Met de snoei van appels en peren begin ik meestal pas wanneer de knoppen weer beginnen te zwellen. Dan dichten de wonden al sneller en bovendien is de hergroei wat minder fel. Wintersnoei werkt groeiprikkelend en vroege wintersnoei geeft de sterkste reactie. Ik beperk me ’s winters tot het grovere opknapwerk aan appel en perenbomen. Waar nodig wordt weer ruimte gemaakt in te dicht gegroeide kronen. Soorten die ziektegevoelig zijn, of die minder goed op snoei reageren (zoals pruim en walnoot), worden altijd in het groeiseizoen gesnoeid. Snoeien in het groeiseizoen geeft bovendien minder ongewenste hergroei rond de snoeiwonden.
Voorjaar
Sneeuwklokjes luiden hier de bloei in, die zijn rond het huis al vanaf januari beeldbepalend. Dat brengt ons snel naar de lente: wanneer ze uitgebloeid zijn is het narcissentijd (in allerlei maten en tinten), en is er alweer zicht op het eerste bloeiende fruit. Vanuit de keuken zien we, hoog tussen de kronen van de bostuin, kerspruimen bloeien.
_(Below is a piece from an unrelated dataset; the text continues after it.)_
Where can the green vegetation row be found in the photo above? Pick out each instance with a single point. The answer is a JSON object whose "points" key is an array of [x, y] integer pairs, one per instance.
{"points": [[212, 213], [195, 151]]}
Daarna komt alles snel; een roodbladige sierpruim aan de gracht transformeert in een witroze massa. Even later, in de singels en hagen, bloeiende sleedoorns en kroosjespruimen. Na de bloei van de ‘gewone’ pruimenrassen, bereikt de bloesemmassa haar hoogtepunt wanneer de peren en even later ook de appelbomen bloeien. De walnootbomen bloeien het laatst, en dat kun je alleen maar van dichtbij bekijken: de trossen mannelijke katjes zijn onopvallend groen, maar zijn door vorm en formaat makkelijk te onderscheiden; naar de minuscule witte vrouwelijke bloempjes moet je zoeken, die vind je alleen van dichtbij.
Bloei en snoei
Zo rond de bloeitijd kijk ik wat er nog aan de pruimen gesnoeid moet worden; meestal is dat er na de oogst niet van gekomen. Veel snoeien is bij pruimen maar zelden nodig; dat komt eigenlijk alleen maar voor na takbreuk. In het voorjaar gaat het als regel om wat uitgezakt vruchthout en takken die (gaan) kruisen of er niet gezond uitzien. Je moet in deze periode wel voorzichtig werken, en nooit teveel tegelijk uit een kroon wegnemen. Daarmee kun je het gewas zo van streek maken dat er vruchtrui optreedt. Ook de andere fruitgewassen worden hier in deze periode – zover dat uitkomt – wat bijgeknipt om de kroon open te houden.
Bemesting
Hoewel we het jaar door volop fruit gebruiken, wordt er maar een fractie van het geheel geplukt of geraapt; de rest blijft achter onder de bomen of struiken. Daarom is hier, op vruchtbare en meestal humusrijke kleigrond, maar zelden bemesting nodig. Alleen de appelboompjes op zwakgroeiende onderstam en rassen die jarenlang consequent zijn geoogst krijgen zo af en toe een kruiwagen compost. Sommige soorten of rassen geef ik wat houtas of kali (Vinasse) voor de weerbaarheid, maar dat is plaatselijk en zeer beperkt. Ik begin pas te dokteren wanneer een gewas er minder fit uitziet.